The success of the campaign increased Nash's platform to discuss artists's struggles, especially theirs of the live music industry; by May 2025, she had spoken on several programmes including Huw Stephens's BBC Radio 6 show and on ITV's Lorraine and BBC Radio 4's Woman's Hour. On the last of these, Spotify blamed Nash's deal with Universal Music Group for her lack of royalties.

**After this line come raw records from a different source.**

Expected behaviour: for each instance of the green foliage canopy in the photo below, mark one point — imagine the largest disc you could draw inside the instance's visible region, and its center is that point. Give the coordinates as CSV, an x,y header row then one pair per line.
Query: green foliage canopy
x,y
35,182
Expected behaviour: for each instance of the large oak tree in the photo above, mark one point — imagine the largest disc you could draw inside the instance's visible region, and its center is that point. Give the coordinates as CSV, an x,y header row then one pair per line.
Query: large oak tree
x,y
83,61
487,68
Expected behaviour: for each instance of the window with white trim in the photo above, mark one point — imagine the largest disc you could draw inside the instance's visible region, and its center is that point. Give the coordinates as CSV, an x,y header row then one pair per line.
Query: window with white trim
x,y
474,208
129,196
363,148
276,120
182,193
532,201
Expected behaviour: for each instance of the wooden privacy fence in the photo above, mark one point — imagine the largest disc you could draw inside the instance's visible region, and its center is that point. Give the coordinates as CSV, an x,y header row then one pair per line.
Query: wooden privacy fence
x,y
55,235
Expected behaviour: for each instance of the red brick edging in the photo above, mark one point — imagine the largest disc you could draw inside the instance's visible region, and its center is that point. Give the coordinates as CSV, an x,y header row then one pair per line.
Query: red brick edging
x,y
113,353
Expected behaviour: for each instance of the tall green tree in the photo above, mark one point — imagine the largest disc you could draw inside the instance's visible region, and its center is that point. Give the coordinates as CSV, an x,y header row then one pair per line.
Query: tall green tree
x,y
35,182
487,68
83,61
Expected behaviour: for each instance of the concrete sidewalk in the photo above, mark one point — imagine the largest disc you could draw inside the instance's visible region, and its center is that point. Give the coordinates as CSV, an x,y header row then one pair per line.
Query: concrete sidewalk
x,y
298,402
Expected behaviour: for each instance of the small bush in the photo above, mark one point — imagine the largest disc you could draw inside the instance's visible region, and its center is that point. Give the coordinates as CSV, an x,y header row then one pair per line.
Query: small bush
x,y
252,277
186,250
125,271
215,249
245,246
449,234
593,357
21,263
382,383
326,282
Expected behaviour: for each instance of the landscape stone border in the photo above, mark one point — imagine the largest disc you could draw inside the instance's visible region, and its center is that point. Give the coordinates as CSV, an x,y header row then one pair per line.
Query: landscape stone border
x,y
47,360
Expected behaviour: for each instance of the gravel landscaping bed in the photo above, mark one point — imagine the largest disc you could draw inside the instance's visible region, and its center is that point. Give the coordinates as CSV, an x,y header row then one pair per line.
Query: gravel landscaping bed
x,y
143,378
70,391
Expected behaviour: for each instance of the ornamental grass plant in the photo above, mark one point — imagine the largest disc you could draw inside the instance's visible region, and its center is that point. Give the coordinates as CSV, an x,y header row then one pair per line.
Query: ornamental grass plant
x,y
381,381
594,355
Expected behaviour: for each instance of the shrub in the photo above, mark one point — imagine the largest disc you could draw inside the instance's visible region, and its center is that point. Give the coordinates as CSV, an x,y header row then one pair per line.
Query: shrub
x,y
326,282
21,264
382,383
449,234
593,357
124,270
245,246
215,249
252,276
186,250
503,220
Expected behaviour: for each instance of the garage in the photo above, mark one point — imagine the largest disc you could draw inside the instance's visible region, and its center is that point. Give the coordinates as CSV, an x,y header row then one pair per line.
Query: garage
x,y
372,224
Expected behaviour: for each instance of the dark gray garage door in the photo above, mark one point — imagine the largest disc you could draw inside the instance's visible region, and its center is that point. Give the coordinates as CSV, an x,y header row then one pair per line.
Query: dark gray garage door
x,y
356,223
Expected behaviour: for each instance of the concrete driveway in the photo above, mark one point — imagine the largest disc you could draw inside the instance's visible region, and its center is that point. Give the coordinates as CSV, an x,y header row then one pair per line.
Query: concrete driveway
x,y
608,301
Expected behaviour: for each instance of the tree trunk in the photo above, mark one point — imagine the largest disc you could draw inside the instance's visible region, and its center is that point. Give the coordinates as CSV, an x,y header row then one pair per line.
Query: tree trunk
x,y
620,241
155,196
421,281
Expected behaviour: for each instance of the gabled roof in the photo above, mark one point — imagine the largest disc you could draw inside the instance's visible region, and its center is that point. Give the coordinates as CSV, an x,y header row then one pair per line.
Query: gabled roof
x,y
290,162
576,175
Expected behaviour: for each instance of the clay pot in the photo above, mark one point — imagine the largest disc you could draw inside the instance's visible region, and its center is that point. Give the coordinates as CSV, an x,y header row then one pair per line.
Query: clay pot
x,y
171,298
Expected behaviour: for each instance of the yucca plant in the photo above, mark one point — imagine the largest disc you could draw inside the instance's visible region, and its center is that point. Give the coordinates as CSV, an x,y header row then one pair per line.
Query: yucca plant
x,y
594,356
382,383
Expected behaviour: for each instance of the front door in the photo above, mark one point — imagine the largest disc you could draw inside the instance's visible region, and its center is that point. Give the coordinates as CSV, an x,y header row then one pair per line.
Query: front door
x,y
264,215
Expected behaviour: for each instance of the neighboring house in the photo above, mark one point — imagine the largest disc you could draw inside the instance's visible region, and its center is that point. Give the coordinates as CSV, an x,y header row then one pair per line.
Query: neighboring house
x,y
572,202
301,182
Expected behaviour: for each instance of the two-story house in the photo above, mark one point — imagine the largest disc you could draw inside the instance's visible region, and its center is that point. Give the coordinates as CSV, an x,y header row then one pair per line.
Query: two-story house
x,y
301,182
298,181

Claudia Cockerell of The Standard wrote that Allen and Nash's presence on OnlyFans should be a wake-up call for the state of the industry, while The Independent ran an article on 30 November asking whether OnlyFans was feminism or exploitation and David Walsh of World Socialist Web Site wrote "that performers have to resort to semi-pornography to earn a living brings to mind the general identification in the 18th century of actresses with prostitutes". Jenessa Williams of The Forty-Five wrote that "fussing over Nash's bum or Allen's feet only serves to distract us from the bigger issues" and that "refusing to understand why it's becoming such a viable option for many artists is simply akin to being a little bit prudish". In May 2025, Beth Ashley of Mashable attributed negative reactions to Nash's account to a wider stigma surrounding sex work that had seen both Lily Phillips and Bonnie Blue condemned for doing their jobs.